自从Chen在20世纪90年代初发明$\delta$-不变量以来，理想子流形已经从各个方面进行了研究(参见[12])。在仿心微分几何中，用$\delta^{\sharp}$表示的Chen不变量用于确定超曲面的切比切夫向量场的平方范数的最优界。我们指出，达到这个界的超曲面称为理想仿心超曲面。在本文中，我们处理$\mathbb{R}^{5}$中的$\delta^{\sharp}(2,2)$-理想中仿射超曲面，特别地，我们关注$1$的$ $4维$\delta^{\sharp}(2,2)$-理想中仿射超曲面。

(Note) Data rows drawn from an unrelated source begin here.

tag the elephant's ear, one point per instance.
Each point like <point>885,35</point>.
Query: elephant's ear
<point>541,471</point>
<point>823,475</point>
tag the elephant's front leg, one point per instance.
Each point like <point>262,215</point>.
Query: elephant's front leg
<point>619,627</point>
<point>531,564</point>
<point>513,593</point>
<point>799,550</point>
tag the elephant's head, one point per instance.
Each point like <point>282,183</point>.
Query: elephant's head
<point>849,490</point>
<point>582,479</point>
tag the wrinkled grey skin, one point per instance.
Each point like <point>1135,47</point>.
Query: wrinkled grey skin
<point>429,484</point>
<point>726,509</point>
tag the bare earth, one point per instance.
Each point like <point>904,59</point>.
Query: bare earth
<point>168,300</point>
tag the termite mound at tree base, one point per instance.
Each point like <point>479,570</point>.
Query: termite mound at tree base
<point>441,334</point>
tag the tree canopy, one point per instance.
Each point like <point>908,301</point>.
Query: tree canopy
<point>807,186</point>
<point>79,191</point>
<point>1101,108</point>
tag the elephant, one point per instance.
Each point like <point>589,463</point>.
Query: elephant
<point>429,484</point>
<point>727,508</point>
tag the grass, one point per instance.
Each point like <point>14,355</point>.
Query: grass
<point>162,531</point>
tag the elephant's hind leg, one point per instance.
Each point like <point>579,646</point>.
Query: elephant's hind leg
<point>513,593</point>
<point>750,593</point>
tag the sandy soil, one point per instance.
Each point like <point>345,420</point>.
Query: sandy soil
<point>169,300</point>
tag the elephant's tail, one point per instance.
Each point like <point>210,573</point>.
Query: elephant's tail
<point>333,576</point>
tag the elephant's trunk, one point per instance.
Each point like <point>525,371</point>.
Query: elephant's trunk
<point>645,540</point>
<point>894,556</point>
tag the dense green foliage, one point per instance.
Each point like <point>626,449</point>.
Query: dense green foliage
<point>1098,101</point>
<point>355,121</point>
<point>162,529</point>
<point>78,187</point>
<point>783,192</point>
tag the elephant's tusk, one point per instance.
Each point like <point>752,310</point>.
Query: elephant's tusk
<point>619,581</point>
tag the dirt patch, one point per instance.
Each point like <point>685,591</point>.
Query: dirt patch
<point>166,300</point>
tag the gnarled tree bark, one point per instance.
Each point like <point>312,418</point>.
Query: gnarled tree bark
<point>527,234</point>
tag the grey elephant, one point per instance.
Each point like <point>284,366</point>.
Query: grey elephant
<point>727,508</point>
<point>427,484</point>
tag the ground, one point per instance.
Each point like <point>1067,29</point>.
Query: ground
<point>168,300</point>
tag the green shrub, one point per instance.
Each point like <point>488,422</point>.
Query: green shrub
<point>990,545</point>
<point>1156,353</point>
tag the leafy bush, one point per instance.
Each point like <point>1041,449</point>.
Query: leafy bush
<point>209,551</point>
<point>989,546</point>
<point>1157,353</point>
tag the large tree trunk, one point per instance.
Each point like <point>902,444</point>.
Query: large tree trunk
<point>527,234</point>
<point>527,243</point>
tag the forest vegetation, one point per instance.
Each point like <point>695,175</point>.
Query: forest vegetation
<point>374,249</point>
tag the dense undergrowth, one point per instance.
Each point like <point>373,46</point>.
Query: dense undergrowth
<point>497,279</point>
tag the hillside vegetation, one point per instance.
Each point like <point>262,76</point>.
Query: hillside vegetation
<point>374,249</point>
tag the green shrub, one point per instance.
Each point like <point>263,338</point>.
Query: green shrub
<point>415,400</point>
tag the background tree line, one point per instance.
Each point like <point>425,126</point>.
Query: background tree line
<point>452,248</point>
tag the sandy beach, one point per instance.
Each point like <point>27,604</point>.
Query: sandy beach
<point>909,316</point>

本文章由计算机程序翻译，如有差异，请以英文原文为准。

求助全文

约1分钟内获得全文求助全文

来源期刊

Taiwanese Journal of Mathematics 数学-数学

CiteScore

1.10

自引率

0.00%

发文量

审稿时长

3 months

期刊介绍： The Taiwanese Journal of Mathematics, published by the Mathematical Society of the Republic of China (Taiwan), is a continuation of the former Chinese Journal of Mathematics (1973-1996). It aims to publish original research papers and survey articles in all areas of mathematics. It will also occasionally publish proceedings of conferences co-organized by the Society. The purpose is to reflect the progress of the mathematical research in Taiwan and, by providing an international forum, to stimulate its further developments. The journal appears bimonthly each year beginning from 2008.